Markets in Everything: Oil Field Laundromats

Bismarck Tribune -- "Oil field clothes can tear up a washing machine. Several Bismarck laundry businesses have had to close their doors to workers but others are building their businesses around the boom.

A sign on the door of King Koin Laundrette Car and Dog Wash at 2125 E. Thayer Ave. reads “Because of odor & residue problems, we no longer allow oil field clothes in this establishment.” Owner Mike Walsh hung it there about two years ago when damage to his washing machines and dryers became too much. A similar sign hangs at Interstate Laundry and Carwash at 1438 Interstate Loop.
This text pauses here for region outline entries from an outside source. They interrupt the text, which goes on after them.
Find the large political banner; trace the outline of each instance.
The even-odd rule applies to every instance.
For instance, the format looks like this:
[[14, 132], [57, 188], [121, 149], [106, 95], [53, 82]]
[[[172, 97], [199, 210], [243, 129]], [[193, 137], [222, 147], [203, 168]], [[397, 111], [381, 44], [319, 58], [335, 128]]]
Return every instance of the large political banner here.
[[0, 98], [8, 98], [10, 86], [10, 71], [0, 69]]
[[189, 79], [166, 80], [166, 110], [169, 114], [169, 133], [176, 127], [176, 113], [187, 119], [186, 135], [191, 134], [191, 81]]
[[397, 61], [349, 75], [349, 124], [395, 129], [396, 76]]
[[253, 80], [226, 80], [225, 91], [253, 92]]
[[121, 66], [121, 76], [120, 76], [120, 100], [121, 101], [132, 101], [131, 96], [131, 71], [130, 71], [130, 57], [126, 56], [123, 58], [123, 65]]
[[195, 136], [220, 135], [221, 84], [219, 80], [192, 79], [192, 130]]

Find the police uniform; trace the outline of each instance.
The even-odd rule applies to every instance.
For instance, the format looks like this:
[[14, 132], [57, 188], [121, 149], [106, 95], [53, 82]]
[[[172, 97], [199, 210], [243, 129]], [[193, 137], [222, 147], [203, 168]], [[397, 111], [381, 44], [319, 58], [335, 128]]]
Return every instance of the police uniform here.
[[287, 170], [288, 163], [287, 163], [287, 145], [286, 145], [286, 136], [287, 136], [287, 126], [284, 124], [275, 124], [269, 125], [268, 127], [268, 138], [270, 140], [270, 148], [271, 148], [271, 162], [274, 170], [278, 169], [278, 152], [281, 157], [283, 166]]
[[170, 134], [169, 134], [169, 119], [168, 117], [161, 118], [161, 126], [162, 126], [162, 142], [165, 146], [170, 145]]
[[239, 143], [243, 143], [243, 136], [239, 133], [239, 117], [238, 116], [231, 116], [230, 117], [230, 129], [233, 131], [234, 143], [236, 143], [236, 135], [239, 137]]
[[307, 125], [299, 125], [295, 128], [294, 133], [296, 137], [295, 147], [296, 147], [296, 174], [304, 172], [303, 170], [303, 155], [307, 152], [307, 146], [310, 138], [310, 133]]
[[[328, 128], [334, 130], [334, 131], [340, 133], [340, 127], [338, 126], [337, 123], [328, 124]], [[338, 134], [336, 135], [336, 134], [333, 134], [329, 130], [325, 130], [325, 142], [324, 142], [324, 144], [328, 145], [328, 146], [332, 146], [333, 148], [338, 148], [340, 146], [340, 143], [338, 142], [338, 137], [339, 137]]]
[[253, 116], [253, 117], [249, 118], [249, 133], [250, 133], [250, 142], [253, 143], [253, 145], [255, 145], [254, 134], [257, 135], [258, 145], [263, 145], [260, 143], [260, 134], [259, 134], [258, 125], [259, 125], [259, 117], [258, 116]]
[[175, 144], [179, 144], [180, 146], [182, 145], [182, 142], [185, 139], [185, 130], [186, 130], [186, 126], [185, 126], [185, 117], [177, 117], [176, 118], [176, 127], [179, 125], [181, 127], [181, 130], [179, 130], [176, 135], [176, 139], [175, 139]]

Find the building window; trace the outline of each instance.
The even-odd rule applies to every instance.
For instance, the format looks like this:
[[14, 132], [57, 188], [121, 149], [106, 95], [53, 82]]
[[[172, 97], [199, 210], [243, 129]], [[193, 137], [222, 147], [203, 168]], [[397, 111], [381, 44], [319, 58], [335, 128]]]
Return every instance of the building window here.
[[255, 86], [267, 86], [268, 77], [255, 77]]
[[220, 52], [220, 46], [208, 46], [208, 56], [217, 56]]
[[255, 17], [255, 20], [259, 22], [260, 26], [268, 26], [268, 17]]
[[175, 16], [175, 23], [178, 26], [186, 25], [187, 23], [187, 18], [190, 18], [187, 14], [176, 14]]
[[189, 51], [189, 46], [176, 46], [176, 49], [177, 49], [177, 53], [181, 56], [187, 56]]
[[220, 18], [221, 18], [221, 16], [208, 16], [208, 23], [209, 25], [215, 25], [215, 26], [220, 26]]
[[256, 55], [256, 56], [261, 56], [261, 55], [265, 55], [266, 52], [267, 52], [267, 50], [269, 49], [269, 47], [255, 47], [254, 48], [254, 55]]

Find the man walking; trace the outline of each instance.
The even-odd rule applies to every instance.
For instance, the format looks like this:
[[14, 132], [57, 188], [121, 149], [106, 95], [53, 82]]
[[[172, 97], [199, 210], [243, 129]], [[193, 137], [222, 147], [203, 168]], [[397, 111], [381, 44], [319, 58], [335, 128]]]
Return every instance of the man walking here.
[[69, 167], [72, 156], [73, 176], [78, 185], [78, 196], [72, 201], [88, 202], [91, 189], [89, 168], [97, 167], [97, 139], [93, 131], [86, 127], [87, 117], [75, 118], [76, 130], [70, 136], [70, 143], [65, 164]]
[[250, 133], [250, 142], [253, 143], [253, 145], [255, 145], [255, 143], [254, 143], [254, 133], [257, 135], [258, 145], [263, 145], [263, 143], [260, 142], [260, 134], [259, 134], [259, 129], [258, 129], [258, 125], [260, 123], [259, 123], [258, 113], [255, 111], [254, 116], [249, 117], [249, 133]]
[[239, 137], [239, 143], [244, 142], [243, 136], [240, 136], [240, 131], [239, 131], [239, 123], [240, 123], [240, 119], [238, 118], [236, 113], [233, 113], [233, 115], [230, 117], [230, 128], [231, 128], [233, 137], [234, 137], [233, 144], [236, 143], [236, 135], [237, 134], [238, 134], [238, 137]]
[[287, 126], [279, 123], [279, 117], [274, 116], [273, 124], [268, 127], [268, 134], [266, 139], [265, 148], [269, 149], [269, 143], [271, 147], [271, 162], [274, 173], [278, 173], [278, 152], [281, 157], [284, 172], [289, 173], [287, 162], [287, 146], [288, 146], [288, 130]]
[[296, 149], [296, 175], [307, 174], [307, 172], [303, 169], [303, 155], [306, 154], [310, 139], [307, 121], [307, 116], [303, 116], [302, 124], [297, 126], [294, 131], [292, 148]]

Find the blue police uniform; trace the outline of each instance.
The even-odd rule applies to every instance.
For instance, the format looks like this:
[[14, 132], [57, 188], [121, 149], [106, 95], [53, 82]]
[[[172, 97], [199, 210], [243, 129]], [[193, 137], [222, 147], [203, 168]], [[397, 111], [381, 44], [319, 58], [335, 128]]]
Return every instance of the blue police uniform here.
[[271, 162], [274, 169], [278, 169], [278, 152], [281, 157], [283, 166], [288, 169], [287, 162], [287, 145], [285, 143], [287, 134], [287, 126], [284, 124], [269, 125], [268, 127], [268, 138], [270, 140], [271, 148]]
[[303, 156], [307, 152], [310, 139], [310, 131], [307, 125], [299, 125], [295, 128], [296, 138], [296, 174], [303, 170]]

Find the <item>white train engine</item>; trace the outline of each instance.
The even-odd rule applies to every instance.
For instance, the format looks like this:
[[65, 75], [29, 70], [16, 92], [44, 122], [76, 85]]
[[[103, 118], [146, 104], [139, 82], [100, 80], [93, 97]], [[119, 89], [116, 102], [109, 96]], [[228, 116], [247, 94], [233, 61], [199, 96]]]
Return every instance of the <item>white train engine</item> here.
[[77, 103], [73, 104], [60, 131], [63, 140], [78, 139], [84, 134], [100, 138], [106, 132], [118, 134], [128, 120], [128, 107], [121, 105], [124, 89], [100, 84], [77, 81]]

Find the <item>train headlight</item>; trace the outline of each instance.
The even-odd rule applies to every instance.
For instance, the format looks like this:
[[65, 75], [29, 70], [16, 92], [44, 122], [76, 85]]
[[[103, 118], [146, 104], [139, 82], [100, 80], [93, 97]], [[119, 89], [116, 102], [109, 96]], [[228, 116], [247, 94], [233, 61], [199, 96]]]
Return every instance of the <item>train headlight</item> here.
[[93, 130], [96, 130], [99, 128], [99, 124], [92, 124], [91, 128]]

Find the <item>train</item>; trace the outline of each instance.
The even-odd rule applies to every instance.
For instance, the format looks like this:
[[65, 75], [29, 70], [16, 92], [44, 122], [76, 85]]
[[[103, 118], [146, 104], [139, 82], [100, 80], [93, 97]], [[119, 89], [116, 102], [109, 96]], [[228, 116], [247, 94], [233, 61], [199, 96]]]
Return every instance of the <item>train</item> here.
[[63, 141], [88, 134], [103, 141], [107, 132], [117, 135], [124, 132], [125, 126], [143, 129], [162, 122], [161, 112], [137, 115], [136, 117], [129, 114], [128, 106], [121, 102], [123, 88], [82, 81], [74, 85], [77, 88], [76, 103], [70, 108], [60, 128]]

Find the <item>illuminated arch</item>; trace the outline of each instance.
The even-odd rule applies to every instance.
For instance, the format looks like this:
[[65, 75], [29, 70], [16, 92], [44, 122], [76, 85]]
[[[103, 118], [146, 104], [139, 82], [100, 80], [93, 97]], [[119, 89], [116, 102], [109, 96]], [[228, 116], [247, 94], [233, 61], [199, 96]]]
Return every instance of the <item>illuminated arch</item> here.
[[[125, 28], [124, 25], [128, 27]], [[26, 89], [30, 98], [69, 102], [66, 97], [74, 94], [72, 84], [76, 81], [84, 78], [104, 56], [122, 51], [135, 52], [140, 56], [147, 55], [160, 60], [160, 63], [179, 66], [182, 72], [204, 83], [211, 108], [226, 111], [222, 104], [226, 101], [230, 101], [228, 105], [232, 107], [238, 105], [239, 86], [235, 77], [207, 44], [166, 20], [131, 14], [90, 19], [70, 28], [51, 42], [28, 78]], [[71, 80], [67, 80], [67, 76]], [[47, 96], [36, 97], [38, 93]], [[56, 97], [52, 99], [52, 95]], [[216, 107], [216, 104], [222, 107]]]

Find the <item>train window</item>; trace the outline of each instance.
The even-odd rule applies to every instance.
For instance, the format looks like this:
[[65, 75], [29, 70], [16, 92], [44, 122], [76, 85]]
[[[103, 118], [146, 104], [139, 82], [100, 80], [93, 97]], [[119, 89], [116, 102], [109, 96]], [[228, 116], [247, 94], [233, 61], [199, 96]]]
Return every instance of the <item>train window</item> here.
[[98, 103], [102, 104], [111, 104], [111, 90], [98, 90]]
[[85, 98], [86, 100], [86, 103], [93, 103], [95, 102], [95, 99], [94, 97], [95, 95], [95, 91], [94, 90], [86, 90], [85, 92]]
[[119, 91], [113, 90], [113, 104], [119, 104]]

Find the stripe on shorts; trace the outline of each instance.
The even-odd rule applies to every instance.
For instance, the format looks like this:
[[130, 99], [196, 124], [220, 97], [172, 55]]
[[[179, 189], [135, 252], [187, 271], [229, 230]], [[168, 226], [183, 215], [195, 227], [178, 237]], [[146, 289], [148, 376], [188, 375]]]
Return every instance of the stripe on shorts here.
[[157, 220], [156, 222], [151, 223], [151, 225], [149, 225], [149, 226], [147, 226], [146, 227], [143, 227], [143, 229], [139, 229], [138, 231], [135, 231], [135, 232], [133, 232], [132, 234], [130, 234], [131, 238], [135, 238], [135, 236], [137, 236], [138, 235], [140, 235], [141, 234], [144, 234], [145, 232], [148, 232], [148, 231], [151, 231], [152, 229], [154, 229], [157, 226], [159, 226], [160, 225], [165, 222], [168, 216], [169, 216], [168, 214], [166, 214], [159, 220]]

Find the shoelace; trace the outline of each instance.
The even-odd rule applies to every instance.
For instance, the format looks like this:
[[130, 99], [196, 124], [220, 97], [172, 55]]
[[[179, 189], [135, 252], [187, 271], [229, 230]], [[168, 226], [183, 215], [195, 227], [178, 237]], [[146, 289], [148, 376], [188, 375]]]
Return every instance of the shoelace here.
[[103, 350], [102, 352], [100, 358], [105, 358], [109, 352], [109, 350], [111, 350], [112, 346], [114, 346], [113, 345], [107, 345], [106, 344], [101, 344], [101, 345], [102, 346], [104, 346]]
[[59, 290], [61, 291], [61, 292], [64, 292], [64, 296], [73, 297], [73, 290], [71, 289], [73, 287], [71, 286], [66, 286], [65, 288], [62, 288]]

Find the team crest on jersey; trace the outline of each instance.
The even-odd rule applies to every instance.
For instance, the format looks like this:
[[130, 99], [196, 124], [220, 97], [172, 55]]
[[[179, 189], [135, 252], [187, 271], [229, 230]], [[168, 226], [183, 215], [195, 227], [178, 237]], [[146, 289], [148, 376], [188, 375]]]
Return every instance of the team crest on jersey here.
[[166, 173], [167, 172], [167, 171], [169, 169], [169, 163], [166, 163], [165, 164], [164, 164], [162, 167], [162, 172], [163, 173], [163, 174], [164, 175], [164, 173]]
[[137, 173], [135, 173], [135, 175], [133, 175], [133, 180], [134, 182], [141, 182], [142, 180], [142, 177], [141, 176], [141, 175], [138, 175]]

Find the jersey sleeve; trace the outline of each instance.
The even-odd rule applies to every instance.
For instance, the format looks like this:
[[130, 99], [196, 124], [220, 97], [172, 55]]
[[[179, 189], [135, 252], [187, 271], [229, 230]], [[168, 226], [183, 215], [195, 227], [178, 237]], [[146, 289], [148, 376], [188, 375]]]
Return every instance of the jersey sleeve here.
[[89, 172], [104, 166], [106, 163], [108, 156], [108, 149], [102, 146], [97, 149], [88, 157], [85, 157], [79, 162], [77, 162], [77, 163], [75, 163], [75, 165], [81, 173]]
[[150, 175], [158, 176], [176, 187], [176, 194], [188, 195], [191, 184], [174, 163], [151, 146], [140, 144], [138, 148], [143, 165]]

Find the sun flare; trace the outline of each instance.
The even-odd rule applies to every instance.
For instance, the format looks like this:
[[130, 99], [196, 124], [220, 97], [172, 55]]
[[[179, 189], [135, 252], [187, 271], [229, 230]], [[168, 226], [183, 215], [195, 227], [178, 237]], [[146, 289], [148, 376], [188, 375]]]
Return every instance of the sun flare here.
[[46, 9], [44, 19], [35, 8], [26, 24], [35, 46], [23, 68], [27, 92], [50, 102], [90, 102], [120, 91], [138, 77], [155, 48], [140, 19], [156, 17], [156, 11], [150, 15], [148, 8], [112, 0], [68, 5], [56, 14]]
Soap and Suds Laundry Mat at 122 W. Bowen Ave. has opened its doors to the rig workers though. Owner Louis Baltrusch thinks he is the only self-service laundromat to allow oil field clothes in Bismarck. “Why shouldn't I work with them?” Baltrusch said.

It just takes a lot of soap to make it work. “Before guys would come in and use the top loaders and leave a mess behind,” he said. Baltrusch now has three washing machines at the front of the laundromat that he asks rig workers to use. He sees at least 30 to 40 workers each week."


At 3/02/2012 6:55 PM, Blogger Larry G said...

WOW! what a PR opportunity for TIDE!

At 3/03/2012 10:33 AM, Anonymous Anonymous said...

You can fight a boom or ride along with it. The guys willing to work with the oilmen are smart businessman...

At 3/04/2012 3:21 PM, Blogger Michael E. Marotta said...

I wish I were younger ... Bigger machines, a whole lot of them... Tide? Heck, sell TSP (trisodium phosphate). Have your own workers there to take the laundry for an extra fee and add a pre-soak to get them cleaner. Get all the used clothes you can and open up next door to yourself. (As it is, my newest tweed jacket was $7 last year at the Ann Arbor Teachers Union Recycle Shop.) What about their boots? Recondition, clean, and polish... Seems like a lot of opportunity all in all...

I am dismayed, though, at the overwhelmingly negative responses of the laundromats whose first reaction was to turn customers away. You expect that from clerks, not business owners.